Untuk melucuti senjatanya secara nyata, Korea Utara harus mengungkapkan tidak kurang dari sebuah peta dengan informasi akurat yang dapat digunakan AS untuk serangan militer.
Bahkan jika perundingan nuklir dengan Korea Utara berjalan lancar dan Korea Utara benar-benar membongkar senjata nuklirnya, banyak perubahan yang akan terjadi di negara ini.
“Jika Korea Utara memutuskan untuk menyerahkan senjata nuklirnya dengan imbalan jaminan keamanan AS dan negaranya kemudian terbuka, bayangkan betapa besarnya pengaruh politik Korea Selatan terhadap Korea Utara,” kata pakar Korea Utara Yun Sun pada Percakapan dengan Bisnis Orang dalam. “Bayangkan saja bagaimana Barat akan masuk ke negara ini dan apa pengaruh informasi baru tersebut.”
“Semua penderitaan yang mereka alami di bawah kepemimpinan keluarga Kim tidak harus terjadi,” lanjut Sun tentang Korea Utara.
Jika Kim Jong-un kehilangan senjatanya, ia akan kehilangan kendali
Perdagangan, barang, uang, informasi, dan segala sesuatu yang datang dari masyarakat Barat secara bertahap akan memasuki negara tersebut setelah sanksi dicabut, prediksi Sun. Kontrol internasional, pariwisata dan inspeksi akan menarik lebih banyak perhatian terhadap kekejaman yang dilakukan oleh rezim Kim.
Jutaan warga Korea Utara—yang diperbudak, dipenjarakan, dan menjadi korban kekerasan—akan mengalami kebebasan finansial dan berpotensi mewujudkannya menjadi kekuatan politik.
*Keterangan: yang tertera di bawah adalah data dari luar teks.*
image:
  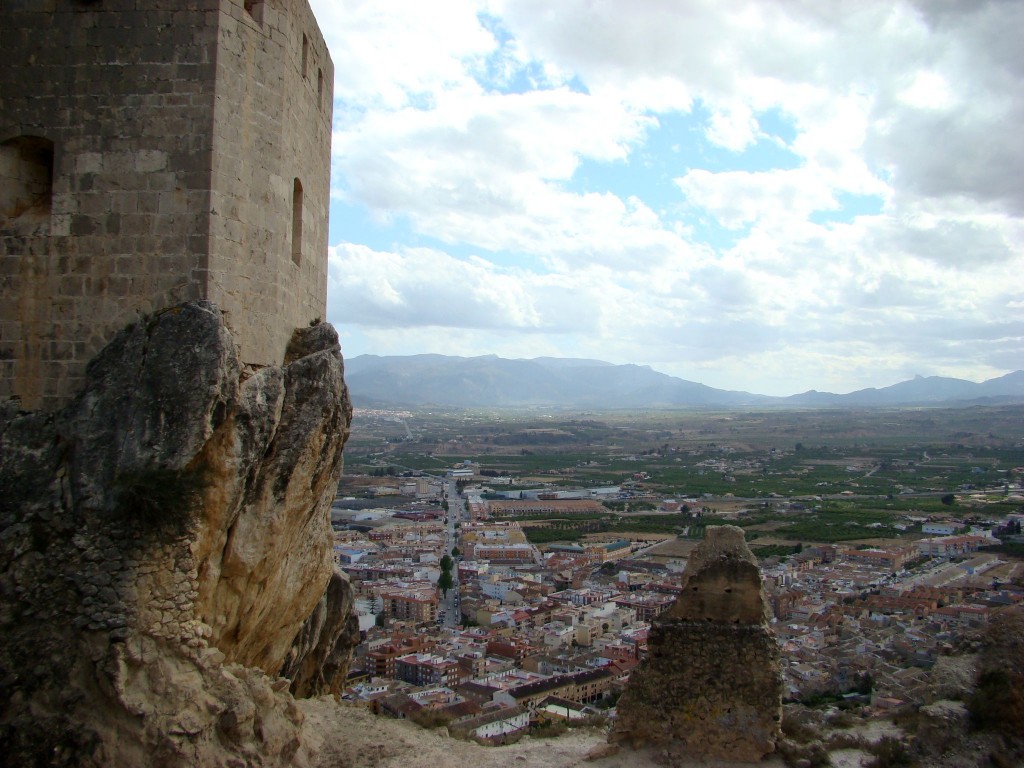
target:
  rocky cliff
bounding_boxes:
[0,302,354,766]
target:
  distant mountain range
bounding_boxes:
[345,354,1024,409]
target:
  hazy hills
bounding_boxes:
[345,354,1024,409]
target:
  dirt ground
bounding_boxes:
[301,699,784,768]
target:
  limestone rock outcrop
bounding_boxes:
[610,525,782,762]
[0,302,354,766]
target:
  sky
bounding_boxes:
[311,0,1024,395]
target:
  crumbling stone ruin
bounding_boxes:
[610,525,782,762]
[0,0,334,411]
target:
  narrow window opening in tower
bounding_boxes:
[243,0,264,24]
[292,178,302,264]
[0,136,53,234]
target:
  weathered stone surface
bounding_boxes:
[610,526,782,762]
[0,303,351,766]
[281,570,359,698]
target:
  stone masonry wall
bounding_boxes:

Mengingat ancaman ini, Korea Utara kemungkinan besar tidak akan mengambil langkah serius untuk menghentikan persenjataan nuklirnya. Para ahli dan pembelot memperkirakan bahwa membanjirnya informasi dan kontak dengan dunia luar akan menyebabkan Korea Utara menggulingkan rezim Kim.
“Fakta bahwa rakyat Libya memberontak terhadap Gaddafi adalah karena kebrutalan, korupsi dan ketidakmampuannya, dan bukan karena ia mencapai kesepakatan dengan Washington beberapa tahun sebelumnya atau karena Amerika Serikat melakukan kesalahan,” kata Fred Hof, mantan duta besar AS untuk Suriah kepada Business. Orang dalam.
“Hal yang sama juga berlaku bagi Korea Utara yang bebas senjata nuklir,” kata Hof.
Baca juga: 21 Foto dari Korea Utara yang Tidak Akan Pernah Ditunjukkan Kim Jong-un kepada Anda
Son menyatakan bahwa Gaddafi menyerahkan senjatanya pada tahun 2003 dan memerintah selama delapan tahun berikutnya. Meskipun Kim Jong-un dapat bertahan untuk beberapa waktu, Korea Selatan yang secara ekonomi lebih kuat, yang memiliki bahasa dan budaya yang sama dengan tetangganya, akan sepenuhnya “menyerap” Korea Utara, sehingga Kim tidak berdaya dan tidak berdaya, kata Sun.
Karena Kim tidak dipilih secara demokratis dan tidak memiliki akuntabilitas atas cara dia memperlakukan rakyatnya sendiri, dia “akan selalu berisiko digulingkan dengan kekerasan,” kata Hof.
“Pada akhirnya, Gaddafi dan Kim di dunia ini bertanggung jawab atas nasib mereka sendiri, apakah mereka menyerahkan senjata pemusnah massal atau tidak.”